Additionally, unofficial builds of LineageOS 18.1 (based on Android 11) were released in 2025 for both devices. These community ROMs replace the stock Fire OS firmware and allow the devices to function more like conventional Android tablets.

==Reception==
The Verge compared the Echo Show to previous "internet appliances" such as the 3Com Audrey and Chumby, but acknowledged that neither of them was equipped with a voice-activated virtual assistant, and both were built with too much functionality. In comparison, Amazon was praised for having intentionally limited the amount of touchscreen-oriented functionality on the Echo Show, so that the device would not be complex. It was noted that few third-party Alexa Skills actually took advantage of the screen, and there were limited options for video services that integrated with Alexa. The sound quality of the Echo Show was perceived as being superior to the standard Echo, but lower than other dedicated speakers at the same price point. The camera was also panned for being angled upwards (thus making it harder for shorter people to use), and for not handling backlighting well. In conclusion, it was felt that "from nearly any other company, adding a screen would have resulted in feature-itis of the worst kind. By holding back, the Echo Show feels like it does more. Its strength is in its simplicity."

Pocket-lint felt that the white model had an "air of modern", but the black model looked "kind of dated, oddly boxy, and just downright blah to us". The updated mesh fabric covering on the second-generation product addressed these complaints.
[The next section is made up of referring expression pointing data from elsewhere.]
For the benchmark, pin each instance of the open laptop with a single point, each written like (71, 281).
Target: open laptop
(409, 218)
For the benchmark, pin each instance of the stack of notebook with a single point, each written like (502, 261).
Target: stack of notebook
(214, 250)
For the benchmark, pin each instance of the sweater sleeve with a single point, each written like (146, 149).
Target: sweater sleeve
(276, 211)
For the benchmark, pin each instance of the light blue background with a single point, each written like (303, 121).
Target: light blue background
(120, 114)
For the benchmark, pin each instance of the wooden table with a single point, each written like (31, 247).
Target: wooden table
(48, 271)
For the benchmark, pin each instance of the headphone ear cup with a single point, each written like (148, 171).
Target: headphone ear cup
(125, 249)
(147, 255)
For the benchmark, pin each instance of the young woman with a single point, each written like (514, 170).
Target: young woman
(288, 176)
Its sound quality was praised for being able to "fill your entire room and then some", and the ability to look up and view YouTube videos was "not the fastest experience", but "quick enough and has yet to glitch out on us." The "Drop In" feature was praised as being potentially useful for checking on "elderly loved ones". The device was also praised for integrating with smart home products (such as home security cameras, which can display their feeds on the screen). However, it was felt that the "unfinished" Alexa still hampered the experience (noting an error where it played the film Creed when asked to play music by the band Creed), and that some Skills had not been updated to fully support the screen, but that "if nothing else, it is fun to poke around and explore what else Alexa can do." In conclusion, it was argued that at its price point, it could have featured higher-quality speakers and a full OS with an app store, but the sound quality alone justified its higher price over the original Echo.

In a review of the second-generation model, Pocket-lint praised its improvements to audio quality (albeit being "bass-heavy"), screen size, Zigbee support, and "neater" design. The display was panned for being too reflective and having a near-720p resolution. In addition, it was noted that optimization of third-party Skills for the Echo Show was still inconsistent.

Reports suggest that Amazon has increased the frequency of full screen ads.